1807 was a century that saw the invention of railroads, cars, bicycles and much more. At the beginning of the 1800s, most people all over the world spent most of their time farming: planting, weeding, and harvesting, and taking care of animals. By the end of the 1800s, all of this was starting to change. Many more people lived in cities and worked in factories or in offices. William Wordsworth has implemented an array of literary techniques to envision the solitariness of the individual as heard in the title, “I wandered lonely as a cloud”. Wordsworth is comparing himself to a cloud in the sky, wandering without a destination, as can be seen in Line 1 of the poem ‘I wandered lonely as a cloud’ a powerless and aimless cloud, the poet could only watch and appreciate, but he could not join the daffodils in dancing and fluttering in the breeze. The reader might conclude that the poet recognizes himself as an outcast in his society; that he feels he can only watch silently from afar. The continuing use of the image may further suggest to us that the poet may not be satisfied with what he observes of social affairs and is away from the social trend as he is looking at things from a distance. There is always a distance, psychologically and physically, between the daffodils and the poet.
Maya Angelou’s “I know why the cage bird sings” is a powerful metaphor for Angelou’s own experience as a black woman and conveys the same struggles as Wordsworth’s “I wandered lonely as a cloud”. 1983 was a time where racial discrimination was still very much present, although more and more black American’s could now catch a glimpse of the American Dream. The most important theme in Angelou’s poem is freedom, written as an autobiography of Angelou herself, though the speaker of the poem is not always the poet themselves as in “I wandered lonely as a cloud”. Thanks to the challenges that have faced black American’s throughout history, beginning with the horrifying history of the American slave trade and the problems associated with the Black Lives matter movement, Angelou is a voice for caged birds everywhere, or black individuals who has had to live with the racism that has trapped them their whole lives. In Angelou’s poem, she has painted “free birds” as the dominating white’s and “cage birds” as the opposing blacks. She writes a story of “free birds” reigning the great blue who then swoop down into an array of sunlight.
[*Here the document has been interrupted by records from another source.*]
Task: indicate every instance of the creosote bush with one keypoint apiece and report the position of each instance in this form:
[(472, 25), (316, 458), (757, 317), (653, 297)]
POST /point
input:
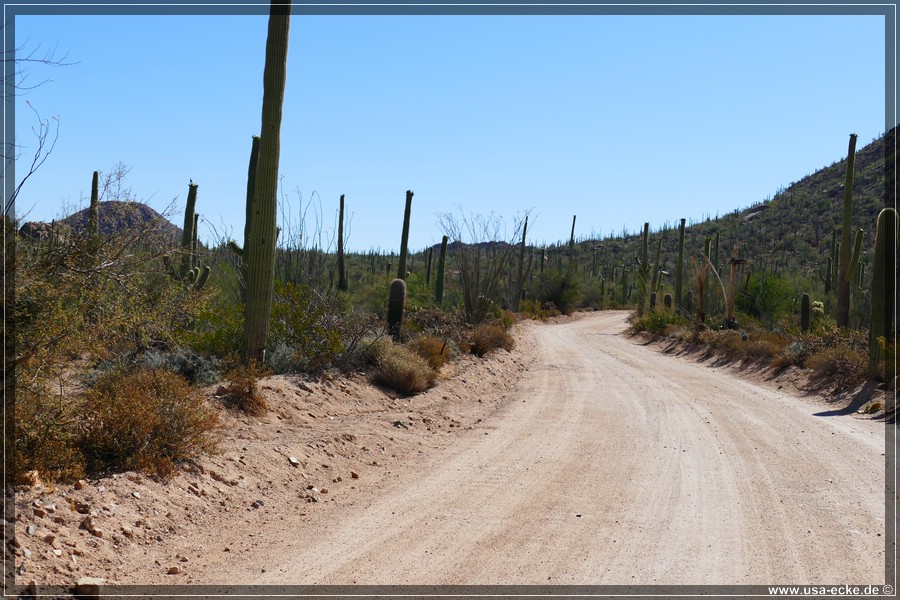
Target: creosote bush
[(148, 420), (487, 338), (241, 390)]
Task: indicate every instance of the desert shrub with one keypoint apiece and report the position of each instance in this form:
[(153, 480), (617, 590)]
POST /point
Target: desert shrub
[(486, 338), (657, 320), (46, 439), (148, 420), (241, 390), (837, 360), (218, 330), (401, 369), (562, 289), (304, 320), (436, 352), (197, 369)]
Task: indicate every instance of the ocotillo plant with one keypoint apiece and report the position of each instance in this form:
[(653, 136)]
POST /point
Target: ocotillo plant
[(804, 313), (679, 266), (404, 237), (654, 283), (94, 212), (520, 274), (396, 306), (439, 282), (843, 303), (259, 250), (883, 285), (187, 235), (342, 269)]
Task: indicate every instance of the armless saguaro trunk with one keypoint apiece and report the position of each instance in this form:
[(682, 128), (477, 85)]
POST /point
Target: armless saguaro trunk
[(260, 249), (843, 305)]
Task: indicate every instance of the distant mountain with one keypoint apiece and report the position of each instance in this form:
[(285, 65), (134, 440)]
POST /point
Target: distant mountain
[(116, 217), (791, 231)]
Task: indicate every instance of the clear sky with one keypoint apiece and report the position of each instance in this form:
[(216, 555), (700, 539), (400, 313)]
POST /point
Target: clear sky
[(616, 119)]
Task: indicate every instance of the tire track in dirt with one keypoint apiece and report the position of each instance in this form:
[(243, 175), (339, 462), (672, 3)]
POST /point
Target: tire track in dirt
[(615, 464)]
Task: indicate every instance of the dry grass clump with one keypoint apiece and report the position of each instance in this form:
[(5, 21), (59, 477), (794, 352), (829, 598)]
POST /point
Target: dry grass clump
[(148, 421), (435, 352), (241, 391), (401, 369), (487, 338), (837, 360)]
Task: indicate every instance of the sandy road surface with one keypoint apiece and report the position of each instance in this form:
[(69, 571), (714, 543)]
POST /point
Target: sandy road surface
[(615, 464)]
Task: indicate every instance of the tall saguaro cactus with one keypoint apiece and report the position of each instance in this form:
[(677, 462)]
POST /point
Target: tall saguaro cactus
[(439, 283), (883, 287), (843, 284), (396, 307), (679, 266), (94, 212), (187, 235), (404, 237), (342, 269), (259, 251)]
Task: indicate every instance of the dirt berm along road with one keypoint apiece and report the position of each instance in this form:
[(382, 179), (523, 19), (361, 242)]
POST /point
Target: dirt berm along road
[(616, 464)]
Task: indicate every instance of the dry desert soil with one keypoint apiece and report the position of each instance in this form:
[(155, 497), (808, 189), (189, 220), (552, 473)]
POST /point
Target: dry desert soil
[(584, 456)]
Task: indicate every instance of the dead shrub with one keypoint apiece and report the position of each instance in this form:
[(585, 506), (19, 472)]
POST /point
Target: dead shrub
[(148, 421), (402, 370), (45, 436), (240, 389), (436, 352), (487, 338), (839, 360)]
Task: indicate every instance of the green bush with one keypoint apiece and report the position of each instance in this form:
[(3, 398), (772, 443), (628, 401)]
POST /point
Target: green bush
[(302, 319), (657, 320)]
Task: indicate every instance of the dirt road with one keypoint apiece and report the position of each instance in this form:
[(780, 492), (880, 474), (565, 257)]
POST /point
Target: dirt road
[(614, 464)]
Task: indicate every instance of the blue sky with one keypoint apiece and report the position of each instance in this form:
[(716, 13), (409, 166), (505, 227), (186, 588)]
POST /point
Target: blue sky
[(616, 119)]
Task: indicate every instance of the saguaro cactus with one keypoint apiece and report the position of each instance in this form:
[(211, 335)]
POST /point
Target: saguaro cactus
[(259, 250), (342, 269), (404, 237), (843, 303), (396, 306), (439, 283), (883, 285), (804, 313), (187, 235), (94, 211), (679, 266)]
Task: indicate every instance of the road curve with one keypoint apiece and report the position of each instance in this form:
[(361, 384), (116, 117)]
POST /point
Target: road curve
[(615, 464)]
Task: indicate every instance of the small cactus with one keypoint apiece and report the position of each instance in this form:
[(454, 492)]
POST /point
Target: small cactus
[(396, 306)]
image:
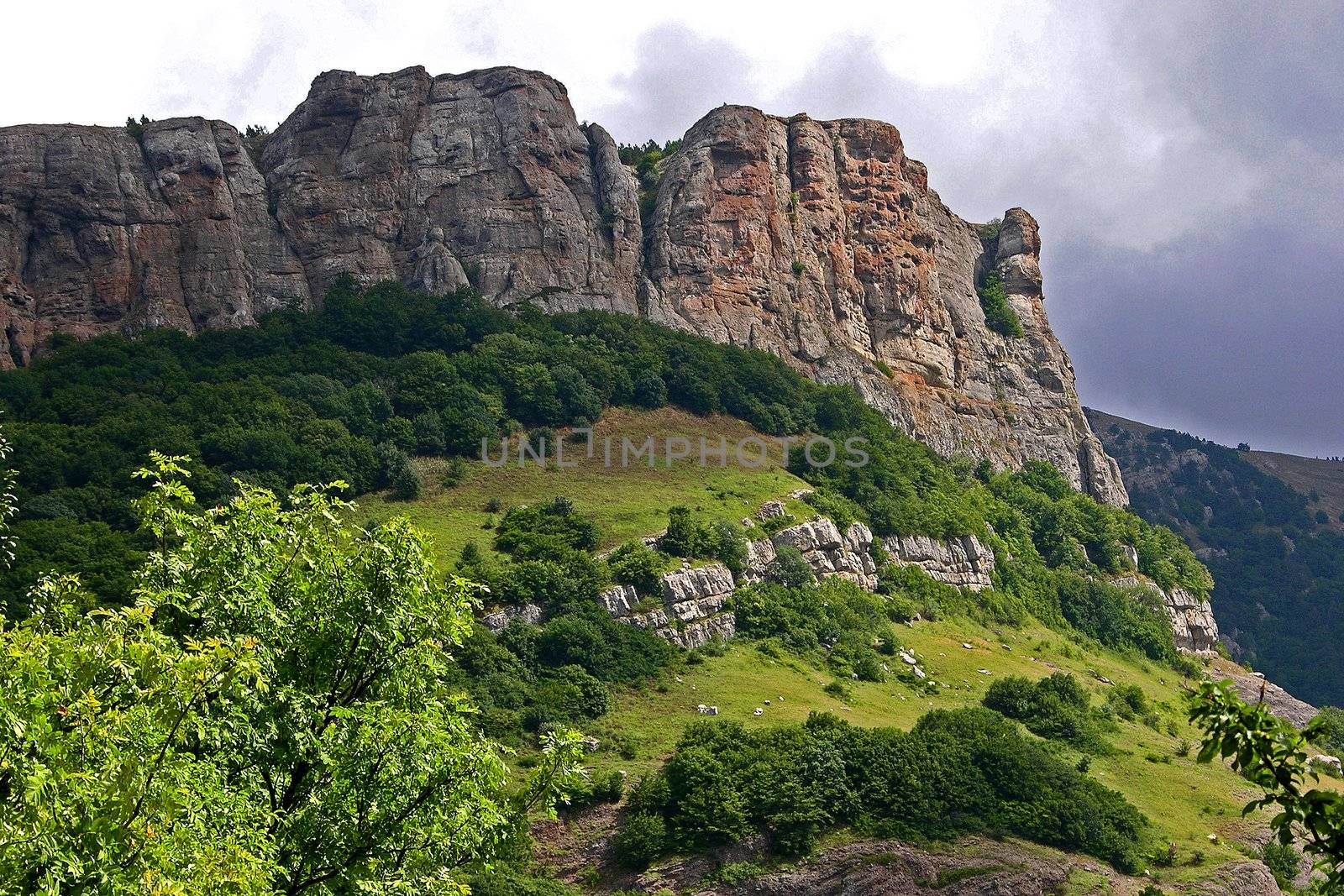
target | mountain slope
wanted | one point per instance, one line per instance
(820, 242)
(1277, 557)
However, the caged bird is trapped by the “bars of rage” and has no other way to express itself but to sing “with a fearful trill”. As the free bird soars through the sky with “fat worms” waiting for him, shows how white lives are further privileged, the caged bird, wings clipped and feet tied, keeps singing of freedom.
How should I do then to make the future great? Well, as you know the winner in life is not the one with the most money when he dies, the winner is the person who sleeps best at night. Technology keeps advancing but what about the humanity in it? Angelou and Wordsworth have both addressed the plain racial discrimination in society through the use of personification and themes of freedom across the span of 200 years, let’s not make it 200 more.